I want to write a polars when-then-otherwise expression with the following logic:
IF a1 and a2 are not null AND b1 and b2 are null
THEN b1=a1, b2=a2
ELSE keep values of b1 and b2
As an example I have this dataframe
df = pl.DataFrame({
'a1': [1,1,1],
'a2': [2,2,None],
'b1': [3,None,None],
'b2': [4,None,None]
})
┌─────┬──────┬──────┬──────┐
│ a1 ┆ a2 ┆ b1 ┆ b2 │
│ --- ┆ --- ┆ --- ┆ --- │
│ i64 ┆ i64 ┆ i64 ┆ i64 │
╞═════╪══════╪══════╪══════╡
│ 1 ┆ 2 ┆ 3 ┆ 4 │
│ 1 ┆ 2 ┆ null ┆ null │
│ 1 ┆ null ┆ null ┆ null │
└─────┴──────┴──────┴──────┘
I want this result
┌─────┬──────┬──────┬──────┐
│ a1 ┆ a2 ┆ b1 ┆ b2 │
│ --- ┆ --- ┆ --- ┆ --- │
│ i64 ┆ i64 ┆ i64 ┆ i64 │
╞═════╪══════╪══════╪══════╡
│ 1 ┆ 2 ┆ 3 ┆ 4 │
│ 1 ┆ 2 ┆ 1 ┆ 2 │
│ 1 ┆ null ┆ null ┆ null │
└─────┴──────┴──────┴──────┘
I tried the following
df.with_columns(pl.when(pl.col('a1').is_not_null() &
pl.col('a2').is_not_null() &
pl.col('b1').is_null() &
pl.col('b2').is_null()
)
.then(pl.col('a1','a2'))
.otherwise(pl.col('b1','b2'))
.name.map(lambda x: {'a1':'b1','a2':'b2'}.get(x))
)
but this raises an error
ComputeError: 'with_columns' failed
The reason: expanding more than one `col` is not allowed:
New contributor
gogodigi is a new contributor to this site.
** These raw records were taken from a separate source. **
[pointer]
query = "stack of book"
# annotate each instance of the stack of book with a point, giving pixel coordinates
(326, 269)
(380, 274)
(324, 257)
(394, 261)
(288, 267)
Take care in asking for clarification, commenting, and answering.
Check out our Code of Conduct.
You can’t have multiple columns in the then/otherwise.
You either have to repeat the when/then/otherwise
for each column of output or you can wrap them in a struct, drop the old columns, and unnest the struct.
(
df
.with_columns(pl.when(pl.col('a1').is_not_null() &
pl.col('a2').is_not_null() &
pl.col('b1').is_null() &
pl.col('b2').is_null()
)
.then(pl.struct(b1='a1',b2='a2').alias('z'))
.otherwise(pl.struct('b1','b2').alias('z'))
)
.drop('b1','b2')
.unnest('z')
)
shape: (3, 4)
┌─────┬──────┬──────┬──────┐
│ a1 ┆ a2 ┆ b1 ┆ b2 │
│ --- ┆ --- ┆ --- ┆ --- │
│ i64 ┆ i64 ┆ i64 ┆ i64 │
╞═════╪══════╪══════╪══════╡
│ 1 ┆ 2 ┆ 3 ┆ 4 │
│ 1 ┆ 2 ┆ 1 ┆ 2 │
│ 1 ┆ null ┆ null ┆ null │
└─────┴──────┴──────┴──────┘